It's been quite a week at UConn. We won the national championship (!), but elections for the Undergraduate Student Government have really hotted up.
The election, conducted last week, returned the following preliminary result:
FOR USG PRESIDENT AND VICE PRESIDENT
Sam TRACY and Lindsay CHIAPPA - 1265 - 36.67%
Brian INGMANSON and Ali ALBINI - 1233 - 35.74%
Vijay SEKHARA and Lauren REINMANN - 952 - 27.59%
Sekhara filed a lawsuit after the election had concluded last Friday contesting the election results even though he apparently knew of the violations during the elections and did not come forward with them, which infuriated the other candidates. In the lawsuits, he variously claimed that "chalking" (writing campaign slogans on sidewalks in chalk) had occurred within 100 feet of USG sponsored events, that campaign workers were found changing the homepages of computers at polling places to campaign websites, that flyers were slipped under doors without consent of the room occupants violated "a right to refuse contact" with campaign personnel, that various offenses had occured on official USG events on Facebook, and that the UConn Free Press, a notorious left-wing, radical student magazine, published an issue with a back cover that read "USG says we're not allowed to endorse" and then in bold red font, accompanied by images of the candidates "ENDORSE TRACY AND CHIAPPA,", and then in very small black font, "so we won't." Since the Free Press recieves funding from the university, it is not allowed to make endorsements.
I went to the hearing for Sekhara v Tracy, in which Tracy brought up these points:
Do students have a right not to be contacted at all, not just a right to refuse contact?
What determines spacial boundaries on the Internet?
Is every computer with internet access a "polling station" that cannot display campaign propaganda?
Should candidates be held accountable for every action of their campaign volunteers, sanctioned or not?
You can read the lawsuits and decisions
here.
The decisions were rendered last night. Ingmanson and Albini were found guilty of three violations of campaign conduct and were DISQUALIFIED from the election. Tracy and Chiappa were also found guilty of three violations but the USG Supreme Court declined to disqualify them.

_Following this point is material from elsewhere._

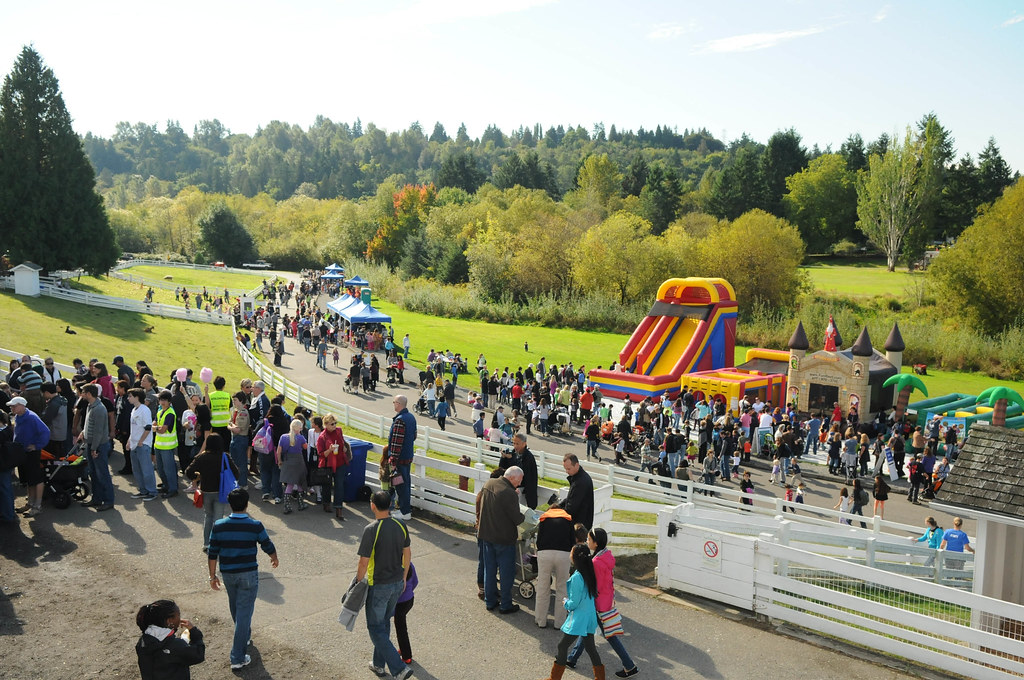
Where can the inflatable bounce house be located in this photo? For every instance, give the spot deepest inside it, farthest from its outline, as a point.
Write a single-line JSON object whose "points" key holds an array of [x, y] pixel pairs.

Sekhara is currently appealing the decision in Sekhara v Tracy, asking that USG throw out the candidacy of Tracy and Chiappa over the Free Press issue. He introduced new evidence that a Mr. S. Sodaro, one of the chief officers of UFP, was a big campaign backer of Tracy and campaigned on his behalf. As it stands now, the election is on a knife edge. USG will likely have to call new elections regardless of what happens, because Sekhara vowed to drop out of the race if both his opponents were disqualified, leaving him as a candidate in a new election sometime in the future against unknown opposition.
Needless to say, I've been busy this week.